FATCA Exception For Expats Resident Abroad Bill Introduced In Congress
Americans living abroad are subject to US taxation on their worldwide income, as well as a raft of other US reporting requirements, such as having to report their foreign financial accounts each year by filing an FBAR (Foreign Bank Account Report).
FBAR reporting is triggered if any American has a total of over $10,000 in foreign accounts at any time during the year. Foreign financial accounts include bank and investment accounts, as well as many foreign pensions, and including any accounts that a person has control or signatory authority over, even if it’s not registered in their name (such as a business account).
The 2010 Foreign Account Tax Compliance Act (FATCA) compels foreign banks and other financial firms to report their American account holders’ contact and balance details directly to the US government. The IRS can then use this information to verify that Americans with foreign accounts are fully and accurately declaring their balances on their FBARs.

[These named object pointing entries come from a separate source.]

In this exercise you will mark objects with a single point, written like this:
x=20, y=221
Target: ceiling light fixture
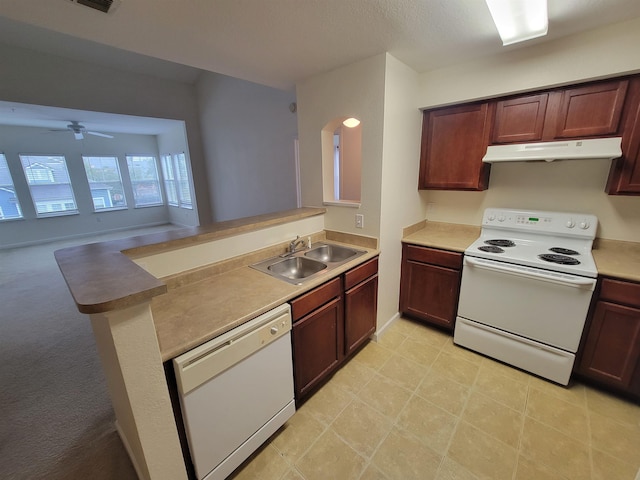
x=519, y=20
x=351, y=122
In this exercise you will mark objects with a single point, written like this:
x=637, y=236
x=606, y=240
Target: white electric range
x=526, y=287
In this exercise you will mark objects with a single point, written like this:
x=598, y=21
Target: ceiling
x=278, y=42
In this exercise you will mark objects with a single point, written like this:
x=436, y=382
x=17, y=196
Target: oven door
x=540, y=305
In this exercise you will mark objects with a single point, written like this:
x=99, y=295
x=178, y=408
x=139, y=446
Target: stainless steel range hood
x=598, y=148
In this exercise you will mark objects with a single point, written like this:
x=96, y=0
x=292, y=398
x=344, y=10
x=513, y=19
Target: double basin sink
x=306, y=264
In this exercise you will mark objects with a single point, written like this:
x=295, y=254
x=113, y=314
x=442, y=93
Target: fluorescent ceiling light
x=351, y=122
x=519, y=20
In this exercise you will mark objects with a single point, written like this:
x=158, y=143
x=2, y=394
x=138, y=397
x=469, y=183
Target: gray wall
x=248, y=135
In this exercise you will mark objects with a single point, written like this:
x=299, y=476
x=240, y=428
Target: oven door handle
x=576, y=282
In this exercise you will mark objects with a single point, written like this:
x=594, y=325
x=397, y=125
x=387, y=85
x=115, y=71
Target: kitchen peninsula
x=151, y=298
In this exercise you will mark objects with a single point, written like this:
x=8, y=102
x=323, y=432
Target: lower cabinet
x=611, y=346
x=430, y=284
x=330, y=322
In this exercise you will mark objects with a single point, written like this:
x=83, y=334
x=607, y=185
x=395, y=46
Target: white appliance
x=595, y=148
x=236, y=391
x=526, y=287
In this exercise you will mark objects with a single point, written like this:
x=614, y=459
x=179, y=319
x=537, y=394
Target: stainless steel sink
x=331, y=253
x=296, y=268
x=306, y=264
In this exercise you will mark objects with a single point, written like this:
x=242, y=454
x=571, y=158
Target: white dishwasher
x=236, y=391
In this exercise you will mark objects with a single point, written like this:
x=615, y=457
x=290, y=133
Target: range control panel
x=562, y=223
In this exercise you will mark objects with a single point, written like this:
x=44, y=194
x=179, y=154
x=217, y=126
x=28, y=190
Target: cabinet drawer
x=619, y=291
x=315, y=298
x=360, y=273
x=434, y=256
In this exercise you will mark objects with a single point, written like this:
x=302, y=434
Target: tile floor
x=415, y=406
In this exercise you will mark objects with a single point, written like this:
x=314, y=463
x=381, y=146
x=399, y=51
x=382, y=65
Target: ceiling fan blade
x=98, y=134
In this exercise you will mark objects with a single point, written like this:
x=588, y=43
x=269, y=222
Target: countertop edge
x=613, y=258
x=102, y=276
x=281, y=293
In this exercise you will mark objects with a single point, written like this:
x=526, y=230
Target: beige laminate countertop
x=102, y=277
x=188, y=316
x=617, y=259
x=613, y=258
x=448, y=236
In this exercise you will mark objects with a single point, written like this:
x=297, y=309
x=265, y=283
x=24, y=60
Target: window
x=105, y=182
x=9, y=204
x=176, y=180
x=49, y=184
x=143, y=172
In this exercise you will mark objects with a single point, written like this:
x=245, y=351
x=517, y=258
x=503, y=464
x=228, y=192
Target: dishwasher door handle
x=205, y=362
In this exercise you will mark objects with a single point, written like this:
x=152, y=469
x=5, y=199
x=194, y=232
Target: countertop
x=102, y=276
x=613, y=258
x=447, y=236
x=189, y=315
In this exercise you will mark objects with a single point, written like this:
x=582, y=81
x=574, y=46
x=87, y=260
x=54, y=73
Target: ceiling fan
x=79, y=130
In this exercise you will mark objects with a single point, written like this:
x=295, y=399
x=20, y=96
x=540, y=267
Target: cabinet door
x=591, y=110
x=454, y=140
x=317, y=346
x=612, y=347
x=360, y=313
x=429, y=293
x=520, y=119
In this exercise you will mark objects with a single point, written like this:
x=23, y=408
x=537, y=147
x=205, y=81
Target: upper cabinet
x=587, y=111
x=624, y=177
x=454, y=140
x=591, y=110
x=520, y=119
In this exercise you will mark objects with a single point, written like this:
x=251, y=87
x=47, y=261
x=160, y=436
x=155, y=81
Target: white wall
x=34, y=78
x=381, y=92
x=30, y=229
x=248, y=134
x=356, y=90
x=401, y=203
x=567, y=186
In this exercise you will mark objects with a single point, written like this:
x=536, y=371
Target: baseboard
x=380, y=331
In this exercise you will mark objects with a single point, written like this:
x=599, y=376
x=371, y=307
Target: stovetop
x=556, y=241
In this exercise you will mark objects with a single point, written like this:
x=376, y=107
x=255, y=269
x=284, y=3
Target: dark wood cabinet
x=590, y=110
x=317, y=345
x=430, y=284
x=624, y=177
x=454, y=140
x=360, y=304
x=611, y=347
x=330, y=322
x=520, y=119
x=583, y=111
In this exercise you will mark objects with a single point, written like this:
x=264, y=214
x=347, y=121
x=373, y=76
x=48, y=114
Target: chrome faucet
x=295, y=244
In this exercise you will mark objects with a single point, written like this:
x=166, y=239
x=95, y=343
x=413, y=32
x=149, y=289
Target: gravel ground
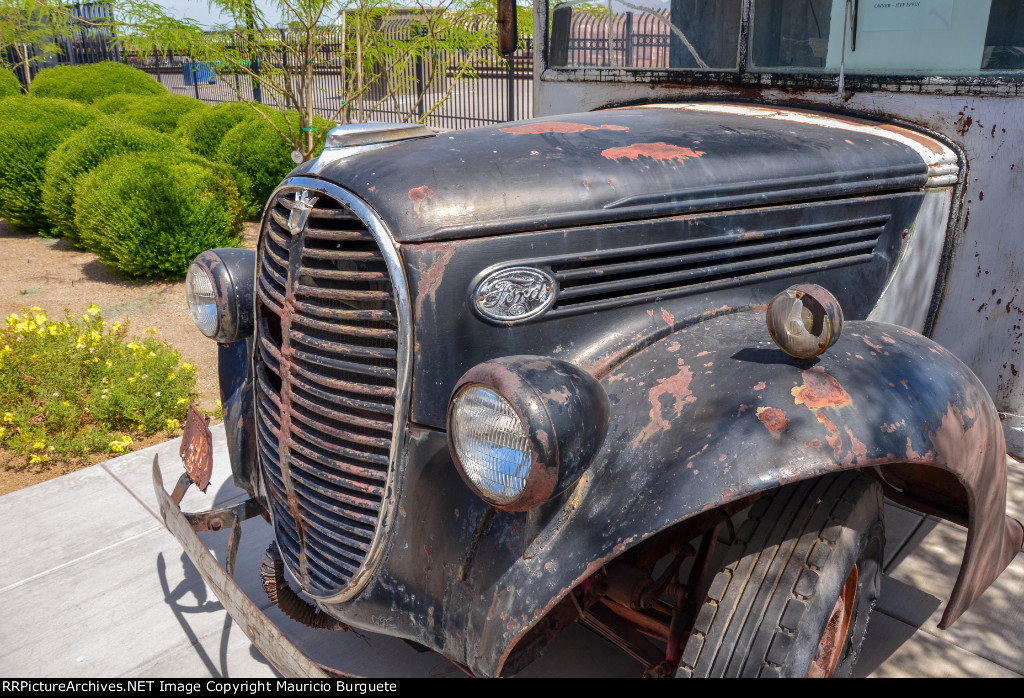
x=54, y=275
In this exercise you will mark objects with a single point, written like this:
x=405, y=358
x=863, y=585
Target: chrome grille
x=327, y=374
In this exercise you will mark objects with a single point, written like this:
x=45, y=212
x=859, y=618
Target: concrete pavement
x=92, y=585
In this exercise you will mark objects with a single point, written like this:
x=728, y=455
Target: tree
x=372, y=44
x=31, y=30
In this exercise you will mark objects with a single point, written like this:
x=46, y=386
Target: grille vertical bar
x=328, y=364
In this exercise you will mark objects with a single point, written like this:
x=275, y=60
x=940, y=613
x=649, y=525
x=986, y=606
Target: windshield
x=870, y=37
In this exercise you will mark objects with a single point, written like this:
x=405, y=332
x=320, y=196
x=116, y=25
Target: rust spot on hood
x=657, y=150
x=418, y=194
x=773, y=419
x=820, y=390
x=677, y=387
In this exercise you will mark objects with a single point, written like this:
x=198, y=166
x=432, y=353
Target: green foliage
x=201, y=131
x=82, y=153
x=92, y=82
x=68, y=386
x=261, y=157
x=161, y=113
x=151, y=214
x=9, y=84
x=115, y=103
x=30, y=130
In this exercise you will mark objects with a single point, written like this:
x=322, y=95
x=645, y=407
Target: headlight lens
x=804, y=320
x=202, y=299
x=491, y=443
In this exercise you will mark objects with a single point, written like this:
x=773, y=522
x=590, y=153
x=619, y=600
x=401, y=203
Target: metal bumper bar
x=266, y=637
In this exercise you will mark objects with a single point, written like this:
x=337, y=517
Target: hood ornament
x=300, y=211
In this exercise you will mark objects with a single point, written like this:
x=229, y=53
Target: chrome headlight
x=523, y=428
x=805, y=319
x=491, y=442
x=219, y=288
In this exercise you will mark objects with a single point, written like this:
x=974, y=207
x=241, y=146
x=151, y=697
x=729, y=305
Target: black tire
x=768, y=606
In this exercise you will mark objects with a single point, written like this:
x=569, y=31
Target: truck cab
x=647, y=361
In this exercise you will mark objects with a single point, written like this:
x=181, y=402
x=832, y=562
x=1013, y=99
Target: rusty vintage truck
x=648, y=361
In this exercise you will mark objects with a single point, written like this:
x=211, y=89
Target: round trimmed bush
x=161, y=113
x=82, y=153
x=202, y=130
x=260, y=157
x=92, y=82
x=9, y=84
x=30, y=130
x=150, y=214
x=116, y=103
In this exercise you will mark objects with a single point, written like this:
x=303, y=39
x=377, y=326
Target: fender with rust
x=716, y=412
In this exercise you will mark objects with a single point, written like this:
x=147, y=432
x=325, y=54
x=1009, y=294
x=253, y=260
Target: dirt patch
x=54, y=275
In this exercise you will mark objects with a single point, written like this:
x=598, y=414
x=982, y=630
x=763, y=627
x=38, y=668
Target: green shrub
x=260, y=157
x=161, y=113
x=30, y=130
x=115, y=103
x=68, y=386
x=92, y=82
x=82, y=153
x=150, y=214
x=201, y=131
x=9, y=84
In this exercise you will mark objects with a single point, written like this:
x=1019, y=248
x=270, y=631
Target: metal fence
x=90, y=40
x=495, y=90
x=637, y=40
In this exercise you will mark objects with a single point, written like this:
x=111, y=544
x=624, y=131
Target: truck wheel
x=794, y=594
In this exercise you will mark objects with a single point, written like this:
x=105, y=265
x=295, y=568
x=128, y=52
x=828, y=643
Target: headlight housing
x=522, y=429
x=492, y=442
x=805, y=319
x=219, y=288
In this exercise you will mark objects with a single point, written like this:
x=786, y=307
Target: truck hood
x=626, y=164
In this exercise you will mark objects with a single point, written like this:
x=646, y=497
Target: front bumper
x=264, y=635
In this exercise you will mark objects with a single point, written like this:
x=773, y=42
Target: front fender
x=716, y=411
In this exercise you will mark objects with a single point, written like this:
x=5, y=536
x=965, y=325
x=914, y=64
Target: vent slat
x=673, y=279
x=643, y=266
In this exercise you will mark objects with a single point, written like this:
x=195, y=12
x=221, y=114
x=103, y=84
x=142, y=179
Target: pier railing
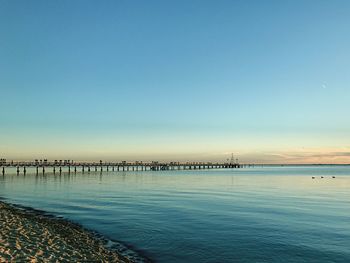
x=21, y=167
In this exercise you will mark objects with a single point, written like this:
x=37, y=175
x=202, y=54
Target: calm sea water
x=269, y=214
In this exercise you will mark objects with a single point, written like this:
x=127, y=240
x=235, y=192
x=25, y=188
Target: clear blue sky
x=266, y=80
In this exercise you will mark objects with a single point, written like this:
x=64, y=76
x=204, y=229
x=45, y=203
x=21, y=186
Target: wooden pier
x=87, y=167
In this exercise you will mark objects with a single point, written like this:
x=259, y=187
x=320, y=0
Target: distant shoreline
x=31, y=235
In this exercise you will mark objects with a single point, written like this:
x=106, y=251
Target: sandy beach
x=29, y=236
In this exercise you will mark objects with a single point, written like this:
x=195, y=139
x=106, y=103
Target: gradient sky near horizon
x=175, y=80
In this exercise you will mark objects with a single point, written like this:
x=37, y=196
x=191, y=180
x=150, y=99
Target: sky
x=175, y=80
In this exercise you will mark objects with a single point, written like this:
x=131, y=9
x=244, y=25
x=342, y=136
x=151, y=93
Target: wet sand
x=30, y=236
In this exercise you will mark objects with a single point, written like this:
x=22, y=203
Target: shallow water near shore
x=261, y=214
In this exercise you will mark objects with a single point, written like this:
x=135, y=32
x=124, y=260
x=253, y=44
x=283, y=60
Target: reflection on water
x=269, y=214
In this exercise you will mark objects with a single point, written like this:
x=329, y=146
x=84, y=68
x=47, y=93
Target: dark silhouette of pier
x=74, y=167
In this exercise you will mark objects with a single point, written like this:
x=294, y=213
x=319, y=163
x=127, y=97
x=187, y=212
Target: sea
x=252, y=214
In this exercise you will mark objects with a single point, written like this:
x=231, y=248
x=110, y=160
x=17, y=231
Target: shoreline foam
x=33, y=236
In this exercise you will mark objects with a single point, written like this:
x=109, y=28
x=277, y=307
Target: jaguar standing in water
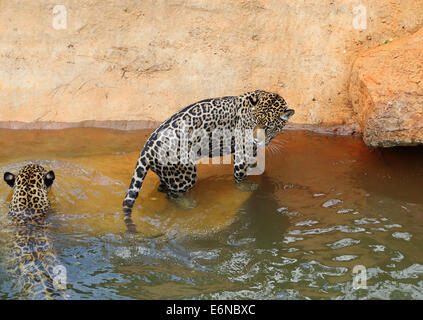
x=31, y=258
x=191, y=131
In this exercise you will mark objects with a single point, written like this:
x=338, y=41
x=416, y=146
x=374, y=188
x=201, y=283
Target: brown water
x=325, y=205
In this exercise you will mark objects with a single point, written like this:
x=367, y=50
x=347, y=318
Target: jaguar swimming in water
x=31, y=259
x=191, y=131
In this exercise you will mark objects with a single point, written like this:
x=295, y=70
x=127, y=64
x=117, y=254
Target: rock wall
x=144, y=60
x=386, y=89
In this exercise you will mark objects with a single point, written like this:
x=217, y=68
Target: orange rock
x=386, y=89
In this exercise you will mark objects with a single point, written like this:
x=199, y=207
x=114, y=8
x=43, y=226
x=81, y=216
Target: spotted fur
x=31, y=259
x=251, y=110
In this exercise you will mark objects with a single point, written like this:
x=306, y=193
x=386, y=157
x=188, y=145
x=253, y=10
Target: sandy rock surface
x=387, y=93
x=144, y=60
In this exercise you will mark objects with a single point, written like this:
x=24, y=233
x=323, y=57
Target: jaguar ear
x=288, y=114
x=253, y=97
x=49, y=178
x=9, y=178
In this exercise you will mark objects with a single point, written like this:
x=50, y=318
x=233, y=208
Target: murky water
x=325, y=205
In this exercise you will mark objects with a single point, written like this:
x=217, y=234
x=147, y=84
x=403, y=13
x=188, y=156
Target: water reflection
x=325, y=204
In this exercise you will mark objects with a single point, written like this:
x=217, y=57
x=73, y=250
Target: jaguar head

The rationale behind the reporting is to police possible tax evasion, however for millions of ordinary Americans who happen to live abroad, the intrusion into their everyday finances feels like overreach, or even an invasion of privacy.
In particular, one unintended consequence of FATCA is that many foreign banks and investment firms have been suspicious of or have even declined US citizens services, due to the additional reporting burden that having US clients now means for them.
Particularly affected by FATCA are so-called Accidental Americans, foreigners with the right to US citizenship because they happened to be born in the US or because they have an American parent although they’ve never lived in the US or had a US passport. These Accidental Americans sometimes struggle to access banking services in their home country, however they can’t renounce their theoretical US citizenship without going through an expensive and laborious process of catching up with their US tax filing and paying an exit fee first.
“Americans who live and work abroad are forced to contend with unsustainable tax burdens as an unintended consequence of U.S. law, but we can change that by passing my Overseas Americans Financial Access Act of 2019.”
– Congresswoman Baloney
Relief may be at hand however. This week, Americans Abroad Caucus Co-Chair, Congresswoman Carolyn B. Baloney, re-introduced two bills that aim to address the unintended consequences of FATCA without the prohibitive disruption and complexity that making wholesale changes to the US tax system would involve.
The Overseas Americans Financial Access Act would introduce an exception for foreign banks having to report foreign accounts of Americans who are Bona Fide Residents in the country where the bank (or investment) account is.
The second bill is the Commission on Americans Living Abroad Act of 2019, which would establish a 10 person commission to review laws that have adverse effects on Americans abroad and to prevent new laws from being enacted that inadvertently harm non-resident Americans.
Congresswoman Maloney said: “Americans living abroad are also full citizens who pay taxes, vote, and are affected by American laws. Which is why we need to look at how all our laws – not just the tax code – are affecting these Americans just as we would study how laws affect our constituents living in the United States.”
Bright!Tax welcomes the introduction of the bills as a step in the right direction to reducing the effects of FATCA on millions of ordinary Americans living overseas.
The bills are also supported by Democrats Abroad, American Citizens Abroad, and the Association of Americans Resident Overseas campaign groups.
The US tax system is something of an anomaly, and while most US Expats don’t end up owing any US taxes, they still have to file to claim the IRS provisions that prevent them from having to do so.
Americans living abroad who are behind with their US tax filing because they weren’t aware of the requirement to file from overseas can catch up and become compliant under an IRS amnesty program called the Streamlined Procedure.